By IANS,
Islamabad : A Pakistani lawyer who claims to represent Sarabjit Singh, the Indian prisoner on death row for 18 years, says he will appeal to President Asif Ali Zardari to either pardon him or commute the death sentence to a life term.
“Yes, I can confirm I will make an appeal to President Zardari to either pardon Sarabit Singh or to convert the death sentence to life imprisonment,” lawyer Awais Qureshi said at a press conference at which Punjab Additional Advocate General Rana Abdul Hameed was also present.
“Mutual trust between India and Pakistan would be strengthened if my client is pardoned or his sentence is reduced to life imprisonment,” Qureshi added.
He also maintained that that Sarabjit was innocent and was not involved in any terrorist act.
Sarabjit has been accused of triggering bomb blasts in Lahore and Multan in 1990 that left 14 people dead. He was sentenced to death in 1991 and has since then been on death row.
Pakistan’s Supreme Court Wednesday rejected Sarabjit’s mercy petition after his lawyer failed to appear in the court despite being specifically directed to do so. India hoped Pakistan would take a “sympathetic and humanitarian” view of the case.
The court verdict was delivered by a three-judge bench headed by Justice Raja Fayyaz.

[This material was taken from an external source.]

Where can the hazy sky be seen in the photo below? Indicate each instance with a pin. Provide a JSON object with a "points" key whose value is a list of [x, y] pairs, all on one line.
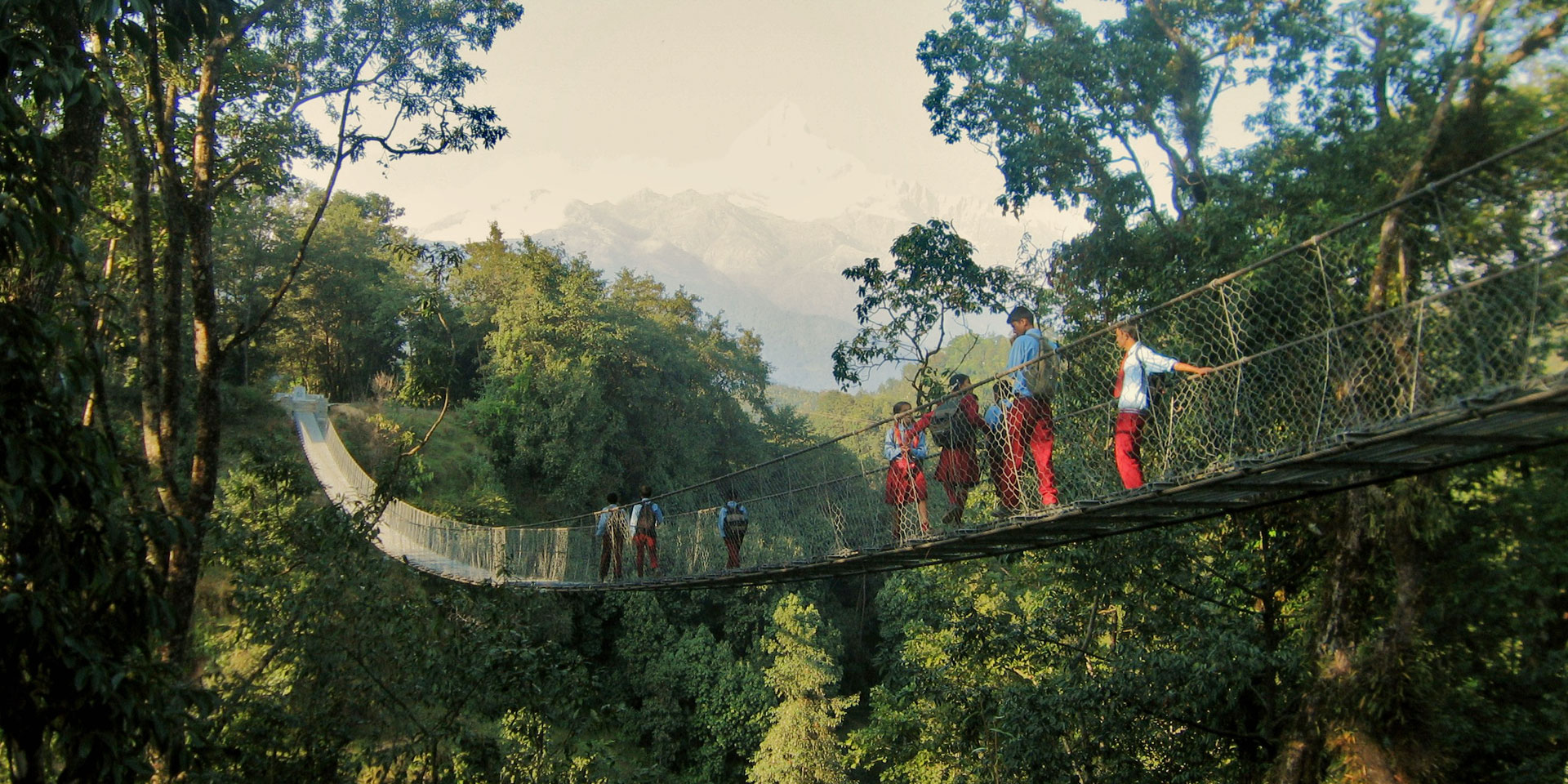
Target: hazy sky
{"points": [[606, 98]]}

In New Delhi, Indian External Affairs Minister S.M. Krishna acknowledged that the prisoner’s fate had touched a nerve in India. “Sarabjit Singh’s case has touched sentiments of many people in India who have been following this case,” he told reporters.
Krishna said India has appealed – and will continue to appeal – to Pakistan to remove Sarabjit Singh from death row.
“We have consistently urged the government of Pakistan to take a sympathetic and humanitarian view in this case. It is our hope that they will find it possible to do so,” he added.
After the Pakistani Supreme Court delivered its verdict, it became evident that there had been a miscarriage of justice.
The lawyer who was to defend him said he could not do so as he had been appointed a law officer in Punjab province. He said he had asked a colleague to appear on his behalf but he failed to so.
Sarabjit’s family contests the death sentence, saying he had strayed into Pakistan in a drunken state in 1990 and had nothing to do with the blasts.
On March 9, 2006, a two-member Supreme Court bench had dismissed Sarabjit’s petition against the sentence.
Sarabjit, who is lodged in Lahore’s high-security Kot Lakhpat jail, was to have been hanged April 1, 2008, but the authorities put this off after newly-installed Prime Minister Yousuf Raza Gilani sought to examine the issue.